O Partido Social-Democrata alemão continua relevante até hoje, e é um exemplo da trajetória da social-democracia rumo a uma visão mais pragmática do mundo. Atualmente, no 145º ano de sua existência, a sigla faz parte da coalizão de Angela Merkel, que é uma democrata cristã (considerada de centro-direita).
Xô, Marx
Em outros países, os social-democratas receberam influências diferentes, nem sempre inofensivas. Na Itália, por exemplo, o pensador Antonio Gramsci se tornou uma figura de primeira importância com sua tese de que é preciso usar os meios da democracia para transformá-la em um regime socialista de partido único.
No Reino Unido, o chamado Fabianismo defendia uma solução similar: uma transição gradual rumo ao socialismo.
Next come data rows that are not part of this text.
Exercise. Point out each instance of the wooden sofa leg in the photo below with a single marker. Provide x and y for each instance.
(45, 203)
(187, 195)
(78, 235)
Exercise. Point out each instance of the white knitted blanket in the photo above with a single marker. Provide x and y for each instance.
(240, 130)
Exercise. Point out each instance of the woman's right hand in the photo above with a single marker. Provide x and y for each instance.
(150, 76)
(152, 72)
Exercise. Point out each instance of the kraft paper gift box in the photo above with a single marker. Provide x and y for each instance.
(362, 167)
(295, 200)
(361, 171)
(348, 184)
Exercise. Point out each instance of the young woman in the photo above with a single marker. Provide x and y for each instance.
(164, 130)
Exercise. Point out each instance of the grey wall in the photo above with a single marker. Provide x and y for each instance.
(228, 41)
Com o tempo, entretanto, as correntes mais moderadas acabaram prevalecendo dentro dos partidos de viés social-democrata, hoje mais distantes das ideias marxistas.
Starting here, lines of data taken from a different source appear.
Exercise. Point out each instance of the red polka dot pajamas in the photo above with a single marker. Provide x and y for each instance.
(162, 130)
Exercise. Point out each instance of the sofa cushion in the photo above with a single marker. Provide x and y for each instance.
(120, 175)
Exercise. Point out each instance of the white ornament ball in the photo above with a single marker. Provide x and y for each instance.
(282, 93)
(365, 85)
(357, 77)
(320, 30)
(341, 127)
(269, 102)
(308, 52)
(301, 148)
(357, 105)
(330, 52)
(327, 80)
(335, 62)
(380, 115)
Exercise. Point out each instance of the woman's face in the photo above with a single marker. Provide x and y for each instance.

De forma geral, mesmo quando chegaram ao poder (e os social-democratas o fizeram em praticamente todos os países da Europa ocidental em algum momento), esses partidos se ativeram às regras democráticas e mantiveram um grau considerável de liberdade econômica.
Por exemplo: nas décadas de 1990 e 2000, apesar de ter sido chefiado por dois primeiros-ministros do Partido Trabalhista (social-democrata), o governo do Reino Unido adotou uma postura enfaticamente pró-livre mercado. “A social-democracia há muito tempo abandonou o socialismo como uma alternativa ao capitalismo, embora o discurso possa trazer ambiguidades”, diz o professor Ranulfo.
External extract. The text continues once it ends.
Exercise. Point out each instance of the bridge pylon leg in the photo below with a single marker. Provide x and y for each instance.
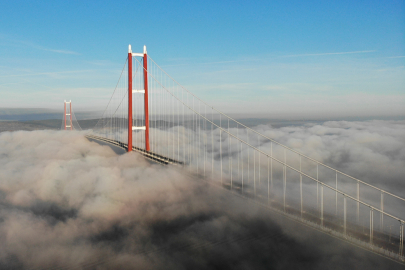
(129, 99)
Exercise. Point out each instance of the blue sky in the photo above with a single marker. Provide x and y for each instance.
(275, 58)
"Mais governo e mais mercado"
No Brasil, o maior representante da social-democracia é o PSDB. Nascido do antigo MDB em 1988, o partido agregou figuras que, embora no campo da esquerda, eram mais moderadas do que as do PT e de outras siglas, como o Partido Comunista no Brasil.
O PSDB chegou à Presidência em 1995, com Fernando Henrique Cardoso. Apesar de sua origem marxista, o então presidente implementou um extenso programa de privatizações e de liberalização da economia. Por isso, recebeu do PT o carimbo de “neoliberal”, rótulo que o partido sempre rejeitou. Ao mesmo tempo, o governo de FHC elevou a carga tributária e estendeu significativamente a cobertura dos programas sociais oferecidos pelo governo federal.
No seu programa atual, aprovado em 2007, o PSDB adota o lema “Mais governo e mais mercado”, e tenta encontrar uma conciliação entre os dois lados do espectro econômico. “O PSDB não é privatista nem estatista. É um partido autenticamente nacionalista e moderno”, diz o documento.
Autor de uma tese doutorado sobre a trajetória de Fernando Henrique, o professor da Universidade Mackenzie Rodrigo Prando afirma que os tucanos transitam entre o centro e a centro-esquerda. “O PSDB acredita que a sociedade capitalista produz e distribui riqueza, ainda que de forma distorcida, muito melhor do que qualquer regime socialista”, afirma.
Apesar da falta de identidade ideológica de boa parte das siglas brasileiras, também é possível ver princípios social-democratas em outros partidos, como o MDB e o Cidadania (antigo PPS). Sobre o PT, o veredito ainda é ambíguo. “Até pouco tempo era possível ler, nos documentos do PT, a defesa da socialização dos meios de produção – que é a diferença essencial entre os socialistas e os social-democratas. Mas a ala majoritária, de Lula, é a mais pragmática dentro do partido”, diz o professor Prando.